479-P: Combination of Trans-resveratrol and Hesperetin Corrects Unscheduled Increased Glucose Metabolism Driving Dysfunction of Human Periodontal Ligament Fibroblasts in Hyperglycemia In Vitro

Abstract

Dysfunction of human periodontal ligament fibroblasts (PDLFs) contributes to increased prevalence and severity of periodontitis in diabetes. Hyperglycemia induces multiple pathways of metabolic dysfunction: mitochondrial dysfunction, hexosamine and protein kinase C pathway activation and increased formation of methylglyoxal (MG) in human periodontal ligament fibroblasts in vitro. We recently showed that increased glucose metabolism driving metabolic dysfunction in hyperglycemia is produced by glucose-induced stabilization of hexokinase-2 (HK2) to proteolysis, increasing HK2 activity. In this study we investigated correction of this by combination of resveratrol and hesperetin (tRES-HESP) which induces expression of glyoxalase 1 (Glo1) and protects against increased MG. Human PDLFs were incubated in primary culture with 8 mM or 25 mM glucose for 3 days with and without 10 µM tRES-HESP. Glucose consumption and flux of MG formation was measured by enzymatic assay. Activity of glyoxalase 1 (Glo1) was measured by spectrophotometric assay. HK2 protein was determined by Western blotting. The flux of glucose consumption in high glucose concentration cultures of PDLFs was increased, compared to low glucose concentration control (10,658 ± 1,141 vs. 5,923 ± 706 nmol/106 cells/day, n = 3; +80%, P<0.01).
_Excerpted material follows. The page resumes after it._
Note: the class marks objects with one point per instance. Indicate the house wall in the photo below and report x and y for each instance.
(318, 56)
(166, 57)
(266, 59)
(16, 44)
Flux of formation of MG was increased similarly: 9.74 ± 0.42 v 6.79 ± 0.47 nmol/106 cells/day, n = 3; +44%, P<0.001). Glo1 activity was decreased in high glucose culture: 485 ± 78 vs. 946 ± 99 mU/mg protein (-49%, P<0.001). HK2 protein was increased: +32% at day 3 (P<0.05). tRES-HESP corrected increased glucose consumption and MG formation, and decreased Glo1 activity in high glucose concentration cultures. tRES-HESP offers a new therapy to prevent diabetic periodontitis. Disclosure N. Rabbani: None. A.A. Ashour: None. M. Xue: None. P. Thornalley: None.